You can call him the ring finder. This Keys man searches for people’s lost treasures
Alex Corpion is a Key West treasure hunter.
No, he’s not out in deep water searching for emeralds and gold in shipwrecks. And he isn’t looking to get rich off his finds.
Instead, Corpion, a 43-year-old who was born and raised on the island, wields a metal detector. He roams the beaches almost daily after his plumbing job and also on the weekends in search of missing jewelry and other keepsakes that have disappeared at sea.
Some of those things mean more to their owners than precious stones.
And other items are actually precious stones.
“One thing I can’t get enough of is that feeling of the return and the appreciation of the people,” Corpion added. “Some of them are just blown away completely.”

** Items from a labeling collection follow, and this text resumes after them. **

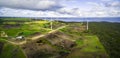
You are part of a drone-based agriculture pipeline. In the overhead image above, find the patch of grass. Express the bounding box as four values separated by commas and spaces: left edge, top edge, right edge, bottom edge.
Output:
0, 39, 26, 58
81, 36, 106, 52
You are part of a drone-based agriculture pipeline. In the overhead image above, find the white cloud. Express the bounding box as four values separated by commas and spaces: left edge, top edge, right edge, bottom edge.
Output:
0, 0, 62, 10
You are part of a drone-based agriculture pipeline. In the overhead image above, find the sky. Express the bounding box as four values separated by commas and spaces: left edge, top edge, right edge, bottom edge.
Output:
0, 0, 120, 17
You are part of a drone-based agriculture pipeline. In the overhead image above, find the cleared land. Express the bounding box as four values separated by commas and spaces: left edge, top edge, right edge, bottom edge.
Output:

Earlier this year, he was tasked by a couple to find a diamond engagement ring that popped out of its box into the ocean as the would-be groom went to pop the question on a boat trip, Corpion said.
They took him out to the sandbar where it had fallen into the ocean. The boat ride took about an hour.

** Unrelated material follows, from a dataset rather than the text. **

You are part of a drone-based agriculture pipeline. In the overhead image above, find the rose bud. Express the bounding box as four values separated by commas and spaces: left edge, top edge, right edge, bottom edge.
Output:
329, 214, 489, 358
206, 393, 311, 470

Corpion said he found the ring in about 15 minutes.
“I will forever have a piece of treasure on my hand!” Molly Murphy posted on her Facebook page about the ring she was meant to receive from Evan Dunaway.
“She just bawled in tears,” Corpion said. “He got to finish his proposal after that.”
Lost rings and other jewelry keep turning up in Key West, a small town that doubles as an international tourist destination. People constantly come and go. When they’re out on the water, they often lose things they can’t always replace.
A Michigan woman in April lost a necklace that was a gift from her husband, she posted on Facebook. The charm on it was custom made.
“I’m absolutely devastated and praying someone finds and returns it,” she wrote.
A month later, Corpion found it.
“There’s a lot out there,” Corpion said. “I have three class rings right now.”
On June 9, Corpion was at Smathers Beach when he discovered a Coast Guard Academy ring. A name was inscribed on the band. He went to work.
Corpion took to Facebook to find the owner. He posted about the ring, complete with photos, on the Key West Lost, Found and Stolen page, which has more than 15,000 members.
He also reached out to another metal-detecting friend in Marathon, who did some research and tracked down the ring’s owner, Erich Klein, of Maryland.
Klein lost the ring to the ocean in 1992 while on spring break in Key West, his wife Bethany Orr Klein posted on Facebook on Wednesday.
Calling it a “gratitude post,” she wrote about how “the amazing Alex Corpion” found the ring “29 YEARS LATER in the same waters where it was lost!!!”
“Not only did Alex post the ring on multiple social media sites trying to find Erich, but also professionally cleaned and FedExed the ring to us,” she wrote. “It was unbelievable to see the number of people who reached out to Erich trying to reunite him with his ring.”
The Coast Guard Academy gave Klein the so-called “miniature ring” during his junior year, Klein told WLRN, which reported he works at the Coast Guard headquarters in Washington, D.C. These rings are meant to be given to a loved one. The Coast Guard hands out the bigger rings after graduation, Klein told the news outlet.
Corpion has been searching for these treasures with a metal detector since 2013. Before that, though, he spent six months as a volunteer worker on a salvage company’s boat out in front of Ballast Key, looking for a sunken galleon ship.
He’s part of The Ring Finders, an online directory of “metal detecting specialists,” its website states. Corpion’s entry says he works on a reward basis.
“You pay what it’s worth to you and what you can afford to have me find your lost item,” his entry reads.
He does have a $35 fee if the item isn’t found, his entry states. That’s to cover his fuel expenses but the fee could rise or fall depending on where the person lives.
But Corpion noted on Wednesday that he’s more concerned about finding the items. People can choose to reward him and decide the amount, he added.
“I’m not in this to make money or become rich,” Corpion said. “I will continue as much as I can to do what I can to change people’s lives.”
Corpion has been hailed as a hero by many for returning treasures that people thought they had lost for good.
But he doesn’t see it that way. He looks for the treasure but also removes plenty of trash from the ocean like bottle caps and beer cans.
“I just look at myself as being a good person and God blessed me with a good heart,” Corpion said. “Be a good person and good things will happen.”